Sawhorse is an installable Django project intended to be used in the development of “standalone” Django apps. It is designed to eliminate the need to create an “example project” which is used only in the development of the app. It is the “example project” for any app. Requires virtualenv and virtualenvwrapper.

Quick Start

  1. Add export SAWHORSE_HOME=$HOME/projects to your shell startup file (modify the path to your desired location). Sawhorse will create a subdirectory in this location for every app that you use with it. This is similar to the way WORKON_HOME works in virtualenvwrapper (which you should be using anyway, especially since Sawhorse requires it). Sawhorse will add items here needed to run the app: SQLite database, media root, and static root.

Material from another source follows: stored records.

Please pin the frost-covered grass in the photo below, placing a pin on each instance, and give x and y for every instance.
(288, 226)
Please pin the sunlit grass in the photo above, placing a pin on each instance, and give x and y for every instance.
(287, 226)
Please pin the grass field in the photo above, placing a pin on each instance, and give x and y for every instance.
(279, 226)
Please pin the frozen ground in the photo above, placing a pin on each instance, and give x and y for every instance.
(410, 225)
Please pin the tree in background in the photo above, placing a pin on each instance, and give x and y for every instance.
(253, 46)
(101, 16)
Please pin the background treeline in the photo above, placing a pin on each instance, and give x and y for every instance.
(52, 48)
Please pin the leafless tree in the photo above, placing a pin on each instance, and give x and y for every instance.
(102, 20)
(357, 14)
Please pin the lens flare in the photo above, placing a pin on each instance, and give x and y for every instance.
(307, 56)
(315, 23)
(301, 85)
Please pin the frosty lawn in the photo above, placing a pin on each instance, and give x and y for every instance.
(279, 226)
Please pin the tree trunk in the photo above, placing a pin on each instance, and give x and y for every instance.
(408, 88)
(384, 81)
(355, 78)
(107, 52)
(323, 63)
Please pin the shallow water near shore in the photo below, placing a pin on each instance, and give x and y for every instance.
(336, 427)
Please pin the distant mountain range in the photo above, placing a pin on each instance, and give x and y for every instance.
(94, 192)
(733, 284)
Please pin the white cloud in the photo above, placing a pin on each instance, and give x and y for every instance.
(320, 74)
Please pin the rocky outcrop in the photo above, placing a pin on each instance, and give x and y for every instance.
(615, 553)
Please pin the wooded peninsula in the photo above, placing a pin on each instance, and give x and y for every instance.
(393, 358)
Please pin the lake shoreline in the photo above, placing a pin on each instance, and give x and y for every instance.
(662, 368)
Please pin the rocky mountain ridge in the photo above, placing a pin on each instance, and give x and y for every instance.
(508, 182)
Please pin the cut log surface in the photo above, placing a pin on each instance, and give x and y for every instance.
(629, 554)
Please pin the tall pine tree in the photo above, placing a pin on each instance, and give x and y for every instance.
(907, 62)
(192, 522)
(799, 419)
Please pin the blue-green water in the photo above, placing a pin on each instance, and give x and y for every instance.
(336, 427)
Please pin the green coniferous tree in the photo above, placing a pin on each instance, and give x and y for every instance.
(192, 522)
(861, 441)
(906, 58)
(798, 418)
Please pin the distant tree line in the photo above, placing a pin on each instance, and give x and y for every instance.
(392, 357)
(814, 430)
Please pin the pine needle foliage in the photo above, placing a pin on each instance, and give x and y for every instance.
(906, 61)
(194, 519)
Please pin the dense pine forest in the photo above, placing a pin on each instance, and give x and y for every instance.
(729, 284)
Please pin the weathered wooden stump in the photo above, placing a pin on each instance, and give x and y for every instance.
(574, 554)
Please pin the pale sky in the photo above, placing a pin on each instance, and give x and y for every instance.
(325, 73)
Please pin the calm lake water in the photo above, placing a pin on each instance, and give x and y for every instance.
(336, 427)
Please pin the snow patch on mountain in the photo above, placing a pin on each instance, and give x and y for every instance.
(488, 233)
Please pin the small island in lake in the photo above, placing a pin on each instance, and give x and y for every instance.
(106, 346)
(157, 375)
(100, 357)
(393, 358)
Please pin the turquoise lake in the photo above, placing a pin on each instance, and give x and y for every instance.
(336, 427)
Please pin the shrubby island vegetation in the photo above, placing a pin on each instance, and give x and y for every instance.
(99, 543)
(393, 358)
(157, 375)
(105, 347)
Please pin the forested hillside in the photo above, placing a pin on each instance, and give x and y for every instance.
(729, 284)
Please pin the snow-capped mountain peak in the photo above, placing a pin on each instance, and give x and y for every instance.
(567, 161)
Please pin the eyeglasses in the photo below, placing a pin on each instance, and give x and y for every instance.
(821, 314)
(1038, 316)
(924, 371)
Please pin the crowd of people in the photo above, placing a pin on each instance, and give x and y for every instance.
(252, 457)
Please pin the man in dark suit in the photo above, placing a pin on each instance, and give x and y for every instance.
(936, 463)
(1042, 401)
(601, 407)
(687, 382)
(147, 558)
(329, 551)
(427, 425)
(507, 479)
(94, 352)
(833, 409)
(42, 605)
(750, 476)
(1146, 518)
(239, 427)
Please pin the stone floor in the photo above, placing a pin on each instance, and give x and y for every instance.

  2. Use pip to install Sawhorse into the development virtualenv for an app. For now, the best way to do this is to install directly from GitHub:

    pip install git+https://github.com/jlecker/django-sawhorse.git
    
  3. That’s it! You may now run Django management commands by using sawhorse-manage.py, like so:

    sawhorse-manage.py runserver
    

    If everything is working correctly, you should be able to run tests, run the development server, and run other commands to get right to work.

    NOTE: sawhorse-manage.py expects your app to have the same name as the active virtualenv, and it expects to be able to import it. The easiest way to guarantee this is to run sawhorse-manage.py in the parent directory of the app package (so it can be found in the current directory).

Additional Considerations

If your app has settings which are required to run out-of-the-box, they can be placed in the module required_settings.py. This can be placed anywhere it can be imported, but the recommended location is in the parent directory of the app package (where it will be found if you are also running sawhorse-manage.py there, as recommended).

The required_settings.py module can be kept with your app so that it can be easily run with Sawhorse, but if your app also requires API keys or other “secret” settings, they can be placed in the module local_settings.py in the same directory. Presumably you would NOT keep this file with the app, so make sure any such settings requirements are well-documented elsewhere.